Cinécure est un site appartenant à Charles Declercq et est consacré à ses critiques cinéma, interviews. Si celui-ci produit des émissions consacrées au cinéma sur la radio RCF Bruxelles, celle-ci n’est aucune responsable du site ou de ses contenus et aucun lin contractuel ne les relie. Depuis l’automne 2017, Julien apporte sa collaboration au site qui publie ses critiques.

Oliver Stone
Snowden
Sortie le 2 novembre 2016
Article mis en ligne le 15 octobre 2016

par Charles De Clercq

Synopsis : Patriote idéaliste et enthousiaste, le jeune Edward Snowden semble réaliser son rêve quand il rejoint les équipes de la CIA puis de la NSA. Il découvre alors, au cœur des Services de Renseignements américains, l’ampleur insoupçonnée de la cybersurveillance. Violant la Constitution, soutenue par de grandes entreprises, la NSA collecte des montagnes de données et piste toutes les formes de télécommunications à un niveau planétaire. Choqué par cette intrusion systématique dans nos vies privées, Snowden décide de rassembler des preuves et de tout divulguer. Devenu lanceur d’alerte, il sacrifiera sa liberté et sa vie privée.

En juin 2013, deux journalistes prennent le risque de le rencontrer dans une chambre d’hôtel à Hong Kong. Une course contre la montre s’engage pour analyser les preuves irréfutables présentées par Snowden avant leur publication. Les révélations qui vont être faites dans cette pièce seront au cœur du plus grand scandale d’espionnage de l’histoire des Etats-Unis.

Acteurs : Joseph Gordon-Levitt, Shailene Woodley, Melissa Leo, Zachary Quinto, Rhys Ifans, Tom Wilkinson, Timothy Olyphant, Joely Richardson, Nicolas Cage.

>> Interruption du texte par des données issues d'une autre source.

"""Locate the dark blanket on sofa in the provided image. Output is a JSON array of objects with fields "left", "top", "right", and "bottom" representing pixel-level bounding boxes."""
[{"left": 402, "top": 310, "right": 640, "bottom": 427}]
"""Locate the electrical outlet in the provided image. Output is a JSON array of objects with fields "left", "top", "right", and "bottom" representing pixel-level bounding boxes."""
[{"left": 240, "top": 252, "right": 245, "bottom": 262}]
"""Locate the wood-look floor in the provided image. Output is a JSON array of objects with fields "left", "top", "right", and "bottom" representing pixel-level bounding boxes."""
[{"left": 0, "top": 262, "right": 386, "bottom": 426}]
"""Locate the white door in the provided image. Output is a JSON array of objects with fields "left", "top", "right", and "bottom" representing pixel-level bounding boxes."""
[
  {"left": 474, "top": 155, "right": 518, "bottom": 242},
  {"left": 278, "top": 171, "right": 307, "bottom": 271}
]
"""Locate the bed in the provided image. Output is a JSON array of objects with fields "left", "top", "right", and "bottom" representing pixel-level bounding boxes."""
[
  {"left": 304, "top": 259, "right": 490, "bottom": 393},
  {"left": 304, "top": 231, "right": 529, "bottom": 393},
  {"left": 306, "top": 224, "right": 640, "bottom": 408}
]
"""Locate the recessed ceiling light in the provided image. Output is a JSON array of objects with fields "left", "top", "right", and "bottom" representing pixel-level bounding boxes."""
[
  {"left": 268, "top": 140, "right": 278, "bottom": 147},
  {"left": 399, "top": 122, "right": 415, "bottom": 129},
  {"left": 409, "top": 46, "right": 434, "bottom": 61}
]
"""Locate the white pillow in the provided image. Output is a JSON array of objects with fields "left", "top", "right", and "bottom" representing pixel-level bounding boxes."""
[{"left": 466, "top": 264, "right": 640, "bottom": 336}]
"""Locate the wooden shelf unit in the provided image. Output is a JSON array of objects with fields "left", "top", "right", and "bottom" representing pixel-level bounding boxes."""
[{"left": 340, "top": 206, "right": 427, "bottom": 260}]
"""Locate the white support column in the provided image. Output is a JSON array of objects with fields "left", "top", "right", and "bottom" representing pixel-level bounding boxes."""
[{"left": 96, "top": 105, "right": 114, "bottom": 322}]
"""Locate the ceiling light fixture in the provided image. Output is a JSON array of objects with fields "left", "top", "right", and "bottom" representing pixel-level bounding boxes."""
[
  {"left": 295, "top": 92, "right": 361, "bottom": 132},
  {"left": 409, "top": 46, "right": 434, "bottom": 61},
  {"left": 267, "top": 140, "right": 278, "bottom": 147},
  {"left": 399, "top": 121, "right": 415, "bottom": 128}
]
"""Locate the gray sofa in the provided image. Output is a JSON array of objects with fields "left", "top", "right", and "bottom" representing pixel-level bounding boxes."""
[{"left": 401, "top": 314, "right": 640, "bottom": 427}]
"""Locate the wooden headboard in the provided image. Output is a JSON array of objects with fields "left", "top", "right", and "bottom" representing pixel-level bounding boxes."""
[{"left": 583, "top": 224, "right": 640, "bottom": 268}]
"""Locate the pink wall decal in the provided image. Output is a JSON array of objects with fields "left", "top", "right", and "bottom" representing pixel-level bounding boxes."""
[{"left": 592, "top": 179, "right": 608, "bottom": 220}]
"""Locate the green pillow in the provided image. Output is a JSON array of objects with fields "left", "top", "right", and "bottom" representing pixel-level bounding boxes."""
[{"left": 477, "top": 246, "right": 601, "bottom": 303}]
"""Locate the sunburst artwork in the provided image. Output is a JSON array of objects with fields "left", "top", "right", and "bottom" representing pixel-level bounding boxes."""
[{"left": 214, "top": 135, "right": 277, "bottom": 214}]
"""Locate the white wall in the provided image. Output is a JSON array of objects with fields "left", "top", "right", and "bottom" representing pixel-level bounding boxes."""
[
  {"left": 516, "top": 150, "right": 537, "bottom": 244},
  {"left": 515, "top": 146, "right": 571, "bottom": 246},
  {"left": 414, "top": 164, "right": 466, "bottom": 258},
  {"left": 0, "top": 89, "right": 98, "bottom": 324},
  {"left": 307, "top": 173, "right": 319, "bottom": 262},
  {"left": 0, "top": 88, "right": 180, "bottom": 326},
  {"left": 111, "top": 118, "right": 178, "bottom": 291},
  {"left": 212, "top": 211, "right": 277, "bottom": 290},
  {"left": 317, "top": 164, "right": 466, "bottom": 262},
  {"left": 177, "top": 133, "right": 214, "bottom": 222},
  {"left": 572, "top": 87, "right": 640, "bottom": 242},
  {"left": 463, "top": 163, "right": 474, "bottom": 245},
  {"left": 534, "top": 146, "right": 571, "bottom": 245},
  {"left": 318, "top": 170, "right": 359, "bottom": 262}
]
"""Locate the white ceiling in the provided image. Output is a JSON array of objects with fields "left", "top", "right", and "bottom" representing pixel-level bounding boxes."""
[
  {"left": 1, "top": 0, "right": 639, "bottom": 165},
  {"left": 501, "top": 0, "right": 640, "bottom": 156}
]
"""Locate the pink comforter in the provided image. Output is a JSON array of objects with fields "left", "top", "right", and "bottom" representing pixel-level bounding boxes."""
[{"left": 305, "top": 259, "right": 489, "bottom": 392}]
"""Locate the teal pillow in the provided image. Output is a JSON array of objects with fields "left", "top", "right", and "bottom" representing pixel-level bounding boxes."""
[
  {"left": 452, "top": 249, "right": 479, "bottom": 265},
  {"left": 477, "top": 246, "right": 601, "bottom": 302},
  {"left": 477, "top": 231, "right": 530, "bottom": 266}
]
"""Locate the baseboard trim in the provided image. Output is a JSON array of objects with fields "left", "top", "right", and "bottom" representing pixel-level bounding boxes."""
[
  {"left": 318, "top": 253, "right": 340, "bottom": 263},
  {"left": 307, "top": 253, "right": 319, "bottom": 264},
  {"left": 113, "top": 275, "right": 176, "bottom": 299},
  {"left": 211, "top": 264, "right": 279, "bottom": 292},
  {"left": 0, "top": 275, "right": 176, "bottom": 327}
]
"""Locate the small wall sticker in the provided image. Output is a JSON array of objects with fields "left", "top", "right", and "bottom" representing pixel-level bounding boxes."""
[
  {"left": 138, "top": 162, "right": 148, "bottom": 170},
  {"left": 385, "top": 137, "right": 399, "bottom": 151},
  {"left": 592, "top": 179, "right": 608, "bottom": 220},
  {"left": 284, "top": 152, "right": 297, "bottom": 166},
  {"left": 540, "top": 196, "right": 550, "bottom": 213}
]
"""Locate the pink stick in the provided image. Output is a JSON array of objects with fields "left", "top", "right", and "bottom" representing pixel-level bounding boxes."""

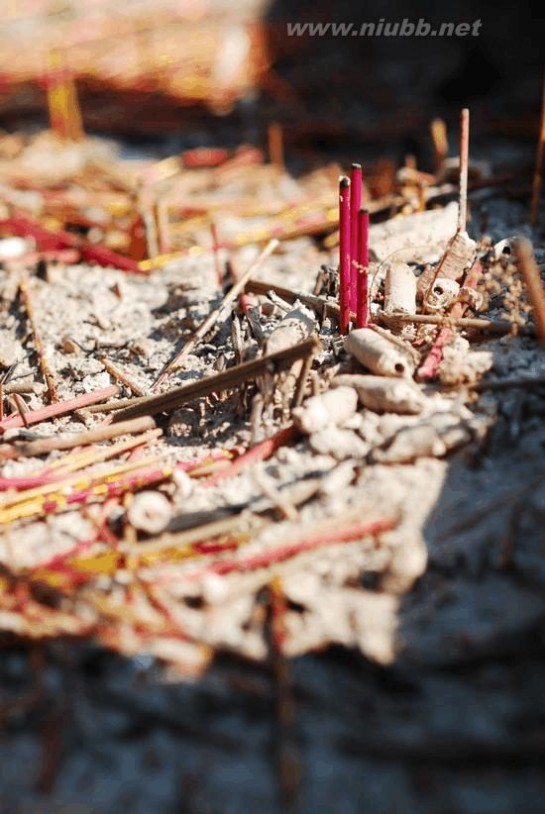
[
  {"left": 204, "top": 425, "right": 298, "bottom": 488},
  {"left": 0, "top": 385, "right": 119, "bottom": 433},
  {"left": 339, "top": 176, "right": 351, "bottom": 334},
  {"left": 350, "top": 164, "right": 362, "bottom": 311},
  {"left": 356, "top": 209, "right": 370, "bottom": 328},
  {"left": 182, "top": 516, "right": 396, "bottom": 580}
]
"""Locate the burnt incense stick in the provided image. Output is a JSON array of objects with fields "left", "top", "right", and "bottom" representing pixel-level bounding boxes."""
[
  {"left": 458, "top": 108, "right": 470, "bottom": 233},
  {"left": 356, "top": 208, "right": 370, "bottom": 329},
  {"left": 112, "top": 338, "right": 319, "bottom": 423},
  {"left": 350, "top": 164, "right": 362, "bottom": 312},
  {"left": 338, "top": 176, "right": 351, "bottom": 334}
]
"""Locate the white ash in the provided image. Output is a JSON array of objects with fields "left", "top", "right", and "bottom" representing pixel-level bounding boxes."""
[
  {"left": 292, "top": 386, "right": 357, "bottom": 434},
  {"left": 437, "top": 336, "right": 494, "bottom": 386},
  {"left": 370, "top": 202, "right": 459, "bottom": 264},
  {"left": 309, "top": 427, "right": 370, "bottom": 460},
  {"left": 333, "top": 374, "right": 427, "bottom": 415}
]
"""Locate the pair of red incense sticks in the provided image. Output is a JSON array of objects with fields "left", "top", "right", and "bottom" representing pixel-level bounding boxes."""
[{"left": 339, "top": 164, "right": 369, "bottom": 334}]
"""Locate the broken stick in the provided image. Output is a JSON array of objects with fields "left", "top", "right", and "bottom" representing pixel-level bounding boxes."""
[{"left": 112, "top": 338, "right": 320, "bottom": 423}]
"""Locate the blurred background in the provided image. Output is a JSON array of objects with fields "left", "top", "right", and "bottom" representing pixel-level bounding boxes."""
[{"left": 0, "top": 0, "right": 543, "bottom": 165}]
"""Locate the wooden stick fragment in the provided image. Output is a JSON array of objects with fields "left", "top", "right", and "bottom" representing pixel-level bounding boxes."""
[
  {"left": 152, "top": 239, "right": 279, "bottom": 390},
  {"left": 100, "top": 356, "right": 146, "bottom": 397},
  {"left": 15, "top": 416, "right": 156, "bottom": 457},
  {"left": 379, "top": 311, "right": 515, "bottom": 335},
  {"left": 515, "top": 238, "right": 545, "bottom": 345},
  {"left": 113, "top": 338, "right": 320, "bottom": 424},
  {"left": 530, "top": 74, "right": 545, "bottom": 226},
  {"left": 0, "top": 385, "right": 119, "bottom": 433}
]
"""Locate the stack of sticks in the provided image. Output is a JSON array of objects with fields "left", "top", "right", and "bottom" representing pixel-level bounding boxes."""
[{"left": 338, "top": 164, "right": 370, "bottom": 334}]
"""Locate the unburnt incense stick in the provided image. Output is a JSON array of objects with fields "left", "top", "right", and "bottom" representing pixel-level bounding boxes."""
[
  {"left": 350, "top": 164, "right": 362, "bottom": 312},
  {"left": 338, "top": 176, "right": 351, "bottom": 334},
  {"left": 356, "top": 208, "right": 370, "bottom": 328}
]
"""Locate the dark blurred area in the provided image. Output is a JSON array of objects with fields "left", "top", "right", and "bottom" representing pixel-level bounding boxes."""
[{"left": 266, "top": 0, "right": 544, "bottom": 104}]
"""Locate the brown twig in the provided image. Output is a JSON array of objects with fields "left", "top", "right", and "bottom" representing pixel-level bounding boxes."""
[{"left": 152, "top": 239, "right": 279, "bottom": 390}]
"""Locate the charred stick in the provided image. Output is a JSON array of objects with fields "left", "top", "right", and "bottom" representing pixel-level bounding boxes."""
[{"left": 112, "top": 338, "right": 320, "bottom": 423}]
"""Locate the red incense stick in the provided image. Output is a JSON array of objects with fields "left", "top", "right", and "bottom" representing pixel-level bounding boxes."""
[
  {"left": 350, "top": 163, "right": 362, "bottom": 311},
  {"left": 338, "top": 176, "right": 351, "bottom": 334},
  {"left": 356, "top": 209, "right": 370, "bottom": 328}
]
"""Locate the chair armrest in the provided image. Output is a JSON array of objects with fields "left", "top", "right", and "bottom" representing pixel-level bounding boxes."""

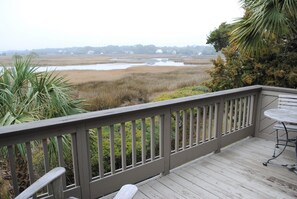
[
  {"left": 15, "top": 167, "right": 66, "bottom": 199},
  {"left": 113, "top": 184, "right": 138, "bottom": 199}
]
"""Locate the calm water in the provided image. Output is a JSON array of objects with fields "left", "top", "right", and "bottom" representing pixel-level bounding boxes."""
[{"left": 35, "top": 59, "right": 187, "bottom": 72}]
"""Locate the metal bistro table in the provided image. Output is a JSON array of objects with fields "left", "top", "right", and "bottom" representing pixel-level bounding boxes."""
[{"left": 263, "top": 108, "right": 297, "bottom": 170}]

Avertissement : Notre note de 101/100 est une note de « cœur » qui manifeste l’enthousiasme - probablement naïf selon certains - face au thème éthique abordé par le réalisateur. Elle est en deçà et au-delà de critères purement cinématographiques « objectifs ». Une note très partiale, « partisane » probablement, totalement assumée et où le critique se laisse déborder par le plus humain qu’il peut trouver en lui.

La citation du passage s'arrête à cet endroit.